The Great White Sturgeon, by SF Boater on Flickr, licensed under Creative Commons

I’m alone in a hotel room! Darkness has arrived and I’m decompressing from a whole day spent in a windowless conference room playing the role of professional outsider.

For the past year and a half, I’ve been volunteering at my kids’ school. My mom volunteered at my school when I was a kid – she organized events like International Night, or collected lunch money. I’ve done my share of PTA work, but being part of a small, progressive school community can also offer novel opportunities to get involved.

My kids’ school is participating in a network of similar schools which each have designated teams to identify needed change in the school, and to implement this change by learning the principles of design thinking and adaptive leadership. The trick is, I am the only one in the room who is “just” a parent. Everyone else is a teacher or school administrator of some type. This was beyond intimidating for me last year, but I’m well past that now, finding myself giving advice in group discussions to heads of school who may even actually be listening to me, despite my utter lack of credentials.

Last year, our team’s work led to the very exciting apex of changing the way Young J’s classroom is set up, to accommodate kids like him with special needs. I spent a day at school with Young J, producing a “journey map” of his day, making notes of where things seemed to go differently than anticipated. Our team set up a prototype of a new classroom configuration, and had the kids test it one morning. It was incredibly satisfying to have that kind of direct and lasting impact on my kid’s learning environment.

That was last year, though. This year, our team, now reinforced by an extra member, has struggled with a number of things while trying to identify a new challenge to address. One of the many challenges was my disappearance from team meetings while I was sick last fall. Today, we had to create a team timeline showing the highlights and lowlights of our work thus far this year. I drew a line that went deep into the negative side of the graph for November, and punctuated it with a sticker of a face showing extreme disgust. It felt good to do that, and to see that that was then, and this is now.

Our team continues to have a number of challenges to its progress this year. We have all day tomorrow to grapple with them. But I am beyond happy I’m no longer one of them.

Meanwhile, back at home, J is leading the kids through the next phase of a design thinking exercise I started this weekend with Young J, focused around reducing the chaos in our house created by Legos. I spent some time interviewing Young J the other day, asking him how he thought the bricks would best be sorted and stored. We sorted a portion of the bricks that way, and then I ran a prototype in which he took an instruction booklet and tried to construct a vehicle by locating the pieces within the new categories we’d sorted them into. I took notes.
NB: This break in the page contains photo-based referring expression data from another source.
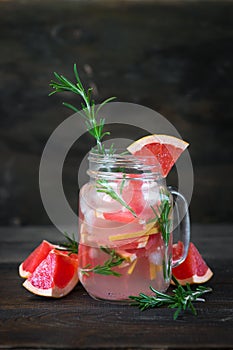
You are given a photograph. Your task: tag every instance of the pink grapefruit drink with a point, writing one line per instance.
(125, 228)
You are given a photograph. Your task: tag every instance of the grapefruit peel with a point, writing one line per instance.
(55, 276)
(165, 149)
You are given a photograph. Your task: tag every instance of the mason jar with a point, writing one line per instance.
(125, 227)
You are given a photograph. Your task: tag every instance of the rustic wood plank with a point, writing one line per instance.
(78, 321)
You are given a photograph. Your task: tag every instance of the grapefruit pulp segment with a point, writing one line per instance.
(193, 269)
(55, 276)
(162, 150)
(27, 267)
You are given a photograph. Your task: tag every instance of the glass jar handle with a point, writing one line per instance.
(184, 230)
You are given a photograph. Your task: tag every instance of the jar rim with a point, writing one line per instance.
(145, 165)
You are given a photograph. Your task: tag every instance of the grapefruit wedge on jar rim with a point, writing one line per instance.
(165, 149)
(161, 150)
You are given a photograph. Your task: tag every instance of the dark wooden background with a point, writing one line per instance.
(77, 321)
(174, 57)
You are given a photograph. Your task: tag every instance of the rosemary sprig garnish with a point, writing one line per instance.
(107, 268)
(181, 300)
(103, 186)
(71, 245)
(90, 112)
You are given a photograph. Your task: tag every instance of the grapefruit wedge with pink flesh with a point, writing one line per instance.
(55, 276)
(193, 269)
(29, 265)
(163, 150)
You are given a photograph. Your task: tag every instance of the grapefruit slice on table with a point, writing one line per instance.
(55, 276)
(164, 149)
(193, 269)
(27, 267)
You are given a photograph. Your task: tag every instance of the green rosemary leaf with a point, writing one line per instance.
(95, 127)
(103, 186)
(68, 105)
(107, 268)
(182, 299)
(71, 245)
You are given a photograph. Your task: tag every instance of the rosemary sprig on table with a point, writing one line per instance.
(90, 112)
(107, 268)
(103, 186)
(182, 299)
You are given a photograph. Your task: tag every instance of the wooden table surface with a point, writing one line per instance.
(79, 322)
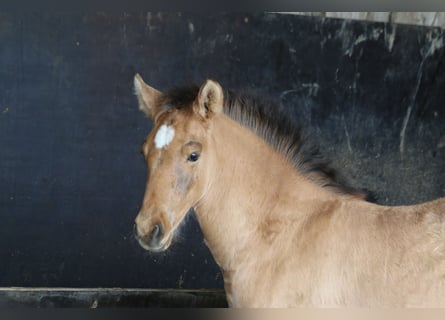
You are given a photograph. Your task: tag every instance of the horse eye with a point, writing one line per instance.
(194, 156)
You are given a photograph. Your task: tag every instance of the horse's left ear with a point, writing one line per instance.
(210, 99)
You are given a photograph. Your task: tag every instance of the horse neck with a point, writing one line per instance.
(250, 186)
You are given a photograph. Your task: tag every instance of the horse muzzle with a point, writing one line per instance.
(154, 238)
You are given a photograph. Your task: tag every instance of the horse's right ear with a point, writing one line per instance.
(210, 99)
(148, 97)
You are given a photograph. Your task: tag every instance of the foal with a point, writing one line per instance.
(284, 232)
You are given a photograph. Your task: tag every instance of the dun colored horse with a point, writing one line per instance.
(284, 231)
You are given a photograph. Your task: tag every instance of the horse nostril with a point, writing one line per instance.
(157, 232)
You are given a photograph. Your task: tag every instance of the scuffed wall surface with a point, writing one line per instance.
(428, 19)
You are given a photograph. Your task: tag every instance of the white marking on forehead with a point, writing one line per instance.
(164, 136)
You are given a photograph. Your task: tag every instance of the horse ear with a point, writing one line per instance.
(147, 97)
(210, 99)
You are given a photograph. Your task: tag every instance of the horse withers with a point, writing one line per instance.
(283, 229)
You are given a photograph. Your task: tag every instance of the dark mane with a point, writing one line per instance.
(266, 119)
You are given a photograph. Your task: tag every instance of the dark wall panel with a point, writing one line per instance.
(71, 174)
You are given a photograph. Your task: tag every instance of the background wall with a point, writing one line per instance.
(71, 174)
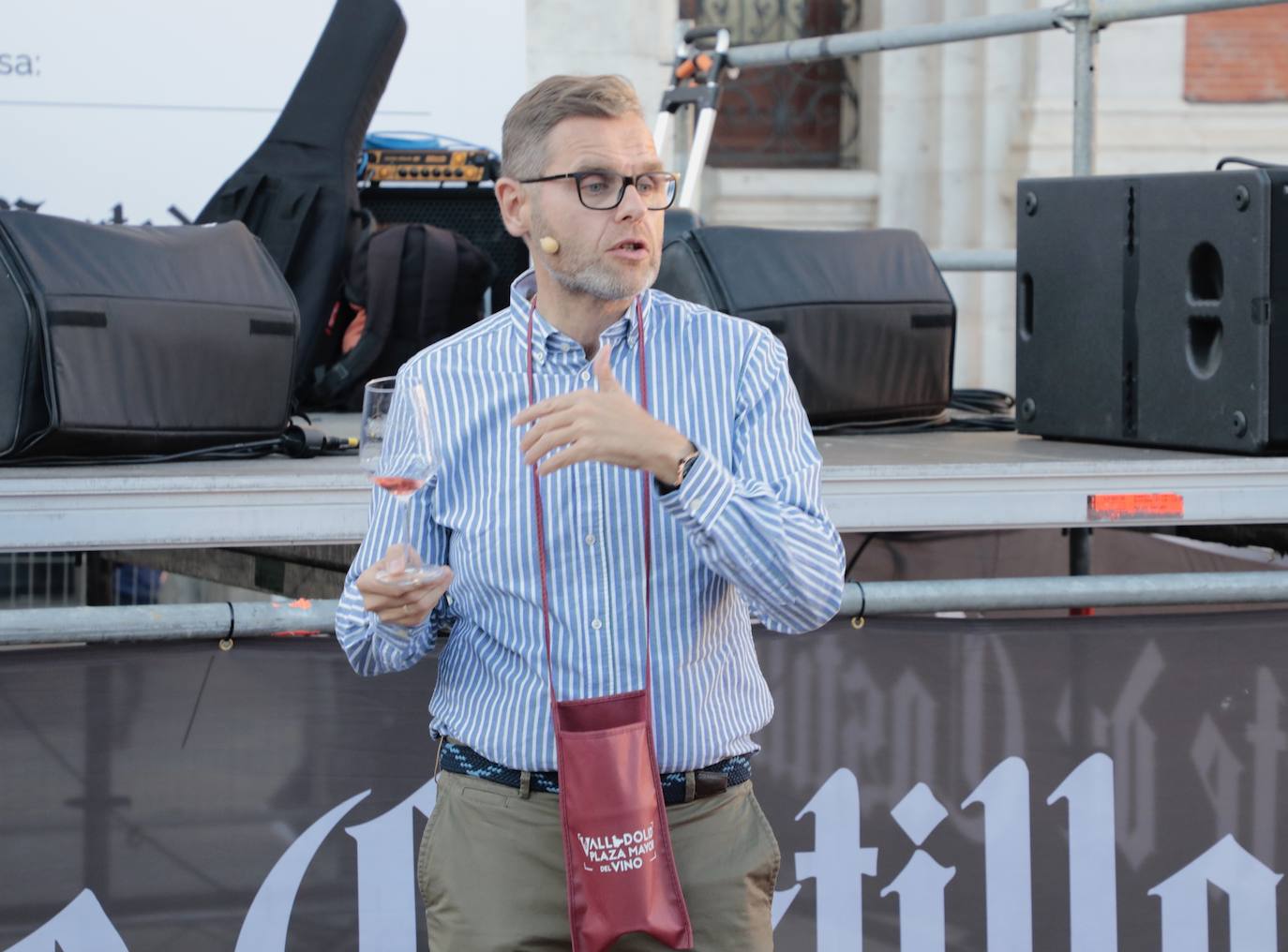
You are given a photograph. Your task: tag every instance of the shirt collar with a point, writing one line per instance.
(522, 291)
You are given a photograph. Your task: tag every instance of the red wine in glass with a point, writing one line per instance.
(398, 485)
(402, 464)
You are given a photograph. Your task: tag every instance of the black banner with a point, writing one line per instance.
(1084, 783)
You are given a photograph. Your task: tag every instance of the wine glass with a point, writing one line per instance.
(397, 450)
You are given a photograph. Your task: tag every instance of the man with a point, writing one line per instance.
(737, 528)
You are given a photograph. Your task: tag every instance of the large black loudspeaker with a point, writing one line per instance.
(471, 212)
(1153, 309)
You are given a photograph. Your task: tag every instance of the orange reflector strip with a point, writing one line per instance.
(1135, 505)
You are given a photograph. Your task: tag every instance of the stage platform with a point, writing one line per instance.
(888, 483)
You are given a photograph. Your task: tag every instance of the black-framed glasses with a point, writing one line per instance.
(602, 189)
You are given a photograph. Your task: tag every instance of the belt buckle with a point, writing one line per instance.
(709, 782)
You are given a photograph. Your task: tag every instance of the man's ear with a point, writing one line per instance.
(514, 206)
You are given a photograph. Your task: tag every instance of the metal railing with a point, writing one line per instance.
(231, 619)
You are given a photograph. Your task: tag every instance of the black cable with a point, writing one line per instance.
(298, 440)
(970, 411)
(854, 559)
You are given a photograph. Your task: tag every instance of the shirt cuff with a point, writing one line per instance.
(395, 638)
(702, 496)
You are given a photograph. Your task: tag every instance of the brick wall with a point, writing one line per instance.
(1236, 55)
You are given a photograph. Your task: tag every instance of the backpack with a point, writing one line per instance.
(415, 284)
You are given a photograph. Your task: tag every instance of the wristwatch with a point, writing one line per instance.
(681, 469)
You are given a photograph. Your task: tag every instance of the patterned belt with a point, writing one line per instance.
(677, 787)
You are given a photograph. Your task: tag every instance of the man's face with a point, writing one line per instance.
(608, 254)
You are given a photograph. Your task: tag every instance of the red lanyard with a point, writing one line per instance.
(648, 522)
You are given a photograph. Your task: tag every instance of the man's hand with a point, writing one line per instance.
(398, 604)
(606, 425)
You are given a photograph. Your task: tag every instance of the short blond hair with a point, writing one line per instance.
(550, 102)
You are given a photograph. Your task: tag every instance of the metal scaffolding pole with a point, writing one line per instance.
(1101, 591)
(164, 622)
(1102, 12)
(222, 619)
(1085, 35)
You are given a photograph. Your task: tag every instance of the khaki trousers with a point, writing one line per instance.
(491, 871)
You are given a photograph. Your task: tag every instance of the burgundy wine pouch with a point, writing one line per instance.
(617, 845)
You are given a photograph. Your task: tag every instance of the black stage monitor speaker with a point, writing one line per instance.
(866, 317)
(119, 340)
(468, 210)
(1153, 309)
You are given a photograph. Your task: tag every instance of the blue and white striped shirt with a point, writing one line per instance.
(746, 529)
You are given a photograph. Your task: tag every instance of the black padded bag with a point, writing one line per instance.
(119, 339)
(866, 317)
(298, 191)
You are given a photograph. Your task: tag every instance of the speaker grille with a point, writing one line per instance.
(469, 212)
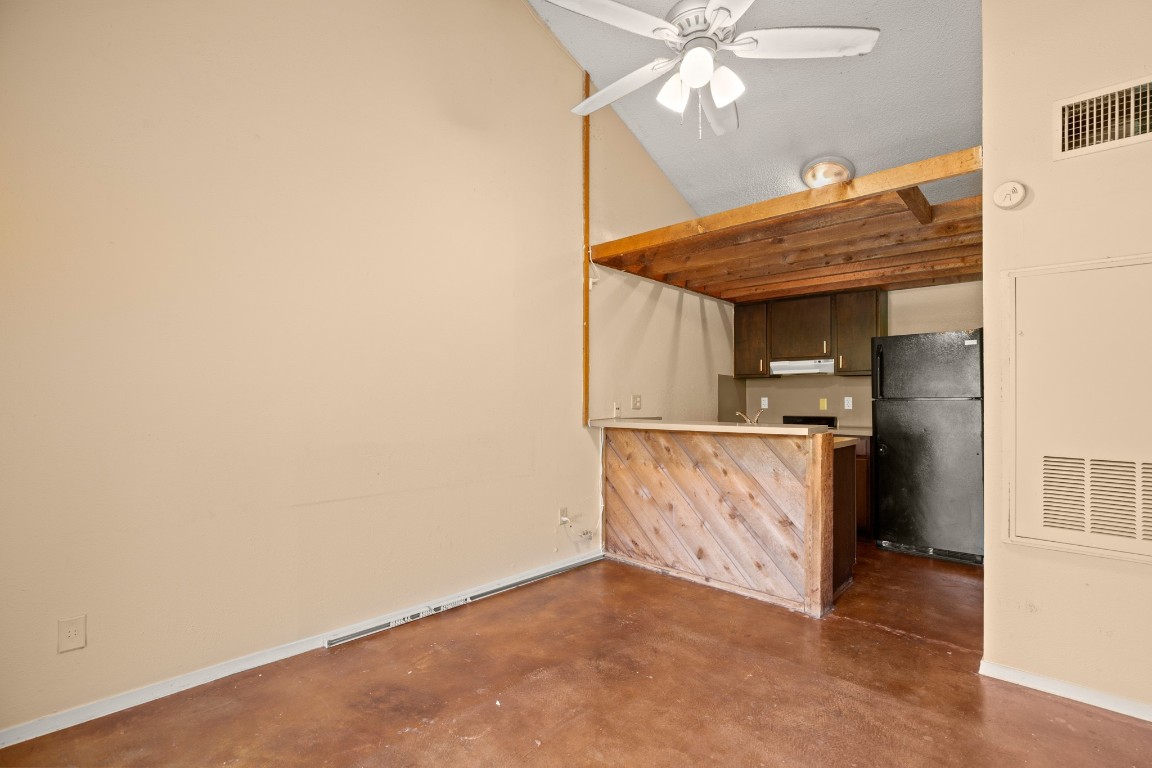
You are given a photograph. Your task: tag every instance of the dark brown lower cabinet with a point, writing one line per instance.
(843, 516)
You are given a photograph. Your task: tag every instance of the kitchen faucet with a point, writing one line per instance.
(755, 419)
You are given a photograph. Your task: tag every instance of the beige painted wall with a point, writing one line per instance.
(289, 325)
(935, 309)
(914, 310)
(1070, 617)
(645, 337)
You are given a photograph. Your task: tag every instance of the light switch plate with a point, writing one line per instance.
(72, 633)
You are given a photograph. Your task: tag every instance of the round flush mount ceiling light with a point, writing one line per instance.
(827, 170)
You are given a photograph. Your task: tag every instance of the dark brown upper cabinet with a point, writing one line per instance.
(751, 340)
(859, 316)
(800, 328)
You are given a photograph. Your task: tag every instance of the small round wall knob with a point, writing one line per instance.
(1009, 195)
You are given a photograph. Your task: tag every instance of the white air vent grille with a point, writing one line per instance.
(1091, 499)
(1063, 493)
(1146, 500)
(1105, 119)
(1113, 499)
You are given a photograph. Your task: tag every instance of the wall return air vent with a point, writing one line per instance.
(1101, 120)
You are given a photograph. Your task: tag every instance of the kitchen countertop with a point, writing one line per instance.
(729, 427)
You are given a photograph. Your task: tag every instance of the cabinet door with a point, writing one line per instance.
(751, 340)
(801, 328)
(858, 318)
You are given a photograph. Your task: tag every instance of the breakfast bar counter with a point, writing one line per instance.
(744, 508)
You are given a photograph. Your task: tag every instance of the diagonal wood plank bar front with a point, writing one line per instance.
(745, 512)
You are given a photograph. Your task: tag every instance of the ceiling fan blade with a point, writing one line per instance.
(726, 13)
(621, 16)
(624, 85)
(804, 43)
(721, 119)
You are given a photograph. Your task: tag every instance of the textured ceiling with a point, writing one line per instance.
(916, 96)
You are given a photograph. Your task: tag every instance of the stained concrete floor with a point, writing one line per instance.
(614, 666)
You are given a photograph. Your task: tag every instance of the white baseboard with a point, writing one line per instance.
(1054, 686)
(84, 713)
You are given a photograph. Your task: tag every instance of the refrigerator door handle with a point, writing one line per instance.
(878, 378)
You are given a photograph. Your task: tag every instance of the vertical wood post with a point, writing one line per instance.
(586, 124)
(818, 526)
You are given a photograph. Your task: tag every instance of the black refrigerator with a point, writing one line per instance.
(927, 421)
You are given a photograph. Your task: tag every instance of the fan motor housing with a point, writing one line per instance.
(688, 16)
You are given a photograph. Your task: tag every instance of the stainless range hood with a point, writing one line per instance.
(791, 367)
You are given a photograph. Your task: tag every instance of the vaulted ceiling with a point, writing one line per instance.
(917, 94)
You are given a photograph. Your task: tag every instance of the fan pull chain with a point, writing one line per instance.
(699, 116)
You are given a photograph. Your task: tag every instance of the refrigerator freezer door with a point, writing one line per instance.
(927, 365)
(930, 473)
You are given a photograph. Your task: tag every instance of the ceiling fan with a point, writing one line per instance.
(696, 30)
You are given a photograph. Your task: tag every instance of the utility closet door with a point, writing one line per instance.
(1082, 367)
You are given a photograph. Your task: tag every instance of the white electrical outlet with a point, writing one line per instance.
(72, 633)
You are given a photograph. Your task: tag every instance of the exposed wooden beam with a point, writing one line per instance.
(880, 278)
(914, 198)
(955, 218)
(946, 166)
(896, 257)
(787, 225)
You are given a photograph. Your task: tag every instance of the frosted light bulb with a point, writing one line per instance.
(726, 86)
(696, 68)
(674, 94)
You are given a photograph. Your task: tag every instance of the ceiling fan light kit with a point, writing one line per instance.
(699, 61)
(697, 30)
(726, 86)
(827, 170)
(674, 94)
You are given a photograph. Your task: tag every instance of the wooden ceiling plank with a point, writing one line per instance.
(964, 214)
(946, 166)
(962, 274)
(970, 264)
(757, 270)
(892, 257)
(859, 249)
(914, 198)
(787, 225)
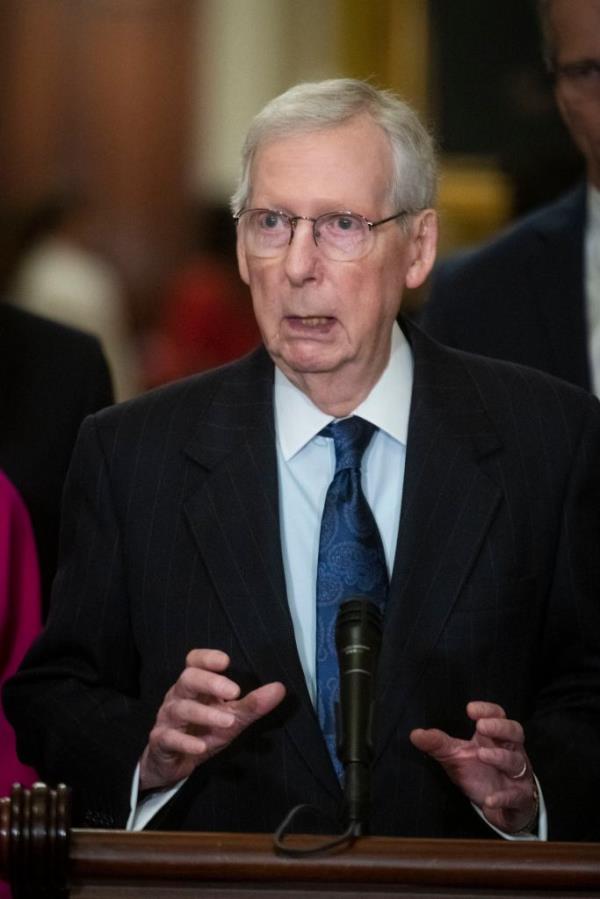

I decided that sorting by color, an idea I had previously dismissed out of hand as being excessively fussy and Pinterest-y, actually did make some sense in terms of ease of locating certain pieces.

I texted J as my meeting wrapped up today suggesting that he have the kids sort the bricks by color. He’s spent the whole day with the kids, ferrying them here and there, and I assumed he would tell me to stop pestering him. Next thing I knew, he texted me a photo of Young A surrounded by bricks sorted by color and in containers! I could thank the design thinking gods, but first I need to thank J for following along and helping me achieve my vision, as hare-brained as my scheme may seem.

Thank you, J, Young J and Young A. You complete me.